- Developer: The Learning Company
- Publisher: The Learning Company
- Series: Reader Rabbit
- Platforms: Original Apple II, MS-DOS Deluxe MS-DOS, Windows 3.x, Mac Reader Rabbit's Math 1 Windows, Mac Reader Rabbit Math Ages 4–6 Windows, Mac
- Release: 1986: Original 1993: Deluxe 1997: Math 1 1998: Math Ages 4–6 1999: Personalized
- Genre: Educational video game
- Mode: Single-player

= Math Rabbit =

1986 educational video game

Math Rabbit is a spin-off of the Reader Rabbit educational video game series. It was published by The Learning Company in 1986 for MS-DOS and Apple II. A Deluxe version was released in 1993 for MS-DOS, Mac, and Windows 3.x. In 1997, a remake was released for Windows and Mac as Reader Rabbit's Math 1. The final remake for Windows and Macintosh was published in 1998 as Reader Rabbit's Math Ages 4–6, with a personalized version released in 1999.

==Gameplay==
The game takes place in a circus and teaches addition, subtraction, and counting in four different games, each of which with multiple difficulty settings. The game is for ages 4–8. The four games are:

1. Clown's Counting Games – the player is required to count with a number as a guide to pitch the tone of the musical instrument.
2. Tightrope Game – the player has to help Reader Rabbit match a picture of objects with a displaying number and discard the pictures that don't match.
3. Circus Train Game – the player has complete a sequence of numbers each being added to a particular number.
4. Mystery Matching Game – the player has to match turn over cards and find matching pictures of items and corresponding numbers.

Since Math Rabbit Deluxe, the games were retitled "Calliope Counting Game", "Tightrope Show", "Sea Lion Show", and "Balloon Matching Game", respectively, but the game objectives and rules remain the same.

==Development==

The game was originally designed by Teri Perl and programmed by Aaron Weiss. Upon the release of the Deluxe edition, Bill Dinsmore, The Learning Company president and chief executive officer, said: "With the release of Reader Rabbit 1 and Math Rabbit for Windows, we now offer five Windows educational software products that help to develop important learning skills".

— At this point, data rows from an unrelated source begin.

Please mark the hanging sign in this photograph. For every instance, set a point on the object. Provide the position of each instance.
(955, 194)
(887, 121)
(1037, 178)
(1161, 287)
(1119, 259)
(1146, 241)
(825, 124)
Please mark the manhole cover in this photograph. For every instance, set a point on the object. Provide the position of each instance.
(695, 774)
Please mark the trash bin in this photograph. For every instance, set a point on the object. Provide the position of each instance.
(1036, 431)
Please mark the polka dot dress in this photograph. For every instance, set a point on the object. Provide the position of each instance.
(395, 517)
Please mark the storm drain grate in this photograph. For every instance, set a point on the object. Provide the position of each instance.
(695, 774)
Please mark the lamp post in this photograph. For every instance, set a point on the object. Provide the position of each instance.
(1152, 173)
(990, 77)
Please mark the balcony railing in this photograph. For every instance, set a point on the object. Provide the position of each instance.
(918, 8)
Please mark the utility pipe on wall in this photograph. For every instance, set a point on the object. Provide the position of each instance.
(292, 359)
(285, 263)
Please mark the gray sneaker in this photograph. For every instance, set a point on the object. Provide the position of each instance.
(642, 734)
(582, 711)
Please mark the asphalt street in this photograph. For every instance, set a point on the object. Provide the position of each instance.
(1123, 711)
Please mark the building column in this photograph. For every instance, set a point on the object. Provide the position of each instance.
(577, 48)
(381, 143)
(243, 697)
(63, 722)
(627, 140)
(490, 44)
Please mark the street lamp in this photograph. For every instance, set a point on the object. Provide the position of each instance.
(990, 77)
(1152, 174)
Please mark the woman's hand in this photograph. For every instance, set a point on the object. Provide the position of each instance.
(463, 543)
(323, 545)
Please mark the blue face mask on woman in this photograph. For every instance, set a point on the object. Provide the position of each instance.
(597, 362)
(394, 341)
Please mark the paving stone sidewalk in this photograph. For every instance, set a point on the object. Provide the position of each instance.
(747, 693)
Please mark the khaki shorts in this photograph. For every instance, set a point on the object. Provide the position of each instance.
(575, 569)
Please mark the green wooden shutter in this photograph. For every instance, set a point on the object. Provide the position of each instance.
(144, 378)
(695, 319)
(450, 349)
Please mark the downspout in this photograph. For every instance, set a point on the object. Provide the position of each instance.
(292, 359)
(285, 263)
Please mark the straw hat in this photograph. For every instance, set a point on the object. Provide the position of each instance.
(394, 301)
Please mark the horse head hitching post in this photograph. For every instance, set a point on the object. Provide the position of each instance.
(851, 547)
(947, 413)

The original art of Math Rabbit was done by Analee Nunan. For Math Rabbit Deluxe 256 color VGA graphics were applied. The original music and sound composition were done by Teri Perl and Aaron Weiss. For Math Rabbit Deluxe, AdLib soundtracks were composed.

The activities teach numerical relationships to young users. It has a scope, sequence guide, and lab pack.

==Reception==
===Critical reception===

The program received highly positive reviews from critics. In particular, the Chicago Sun-Times championed it in seven articles.

The Los Angeles Times said the game was "sweet", though Millie's Math House made it "look kind of buttoned-down". FOGG praised the easy-to-use gaming interface, and The Washington Post said it is "entertaining" while incorporating valuable lessons into "colorfully fun graphics". Superkids described the game as "excellent" and said it was a great first introduction to educational video gaming for the target audience. Don Crabb, writing for the Chicago Sun-Times, recommended the "outstanding" software for the 1989 holiday season and noted it was among the "high-quality educational software sold", and that it was one of the best educational releases for offering a "solid instructional model" for teaching kids the fundamentals of mathematics through "smoothly" integrating the gaming and learning without "bogging them down in mindless mathematical trivia", such as by teaching geometry at a very early age. Computer Shopper said the product was "remarkably good software", and positively compared its depth and carde gameplay to Power Rangers ZEO PowerActive. PC Mag said the game "moves beyond" Stickybear Numbers and Math and Me due to its customization options. Computer Gaming World in 1994 stated that "Math Rabbit is very easy to use, and accommodates different learning styles. It's a fun program kids can really count on".

Award
| Publication | Award |
|---|---|
| Parent's Choice | 1987 Award |

===Commercial performance===
Math Rabbit is the seventh most popular in the education category sold across eleven Software Etc. stores in the Washington area in the week ending on August 23, 1995.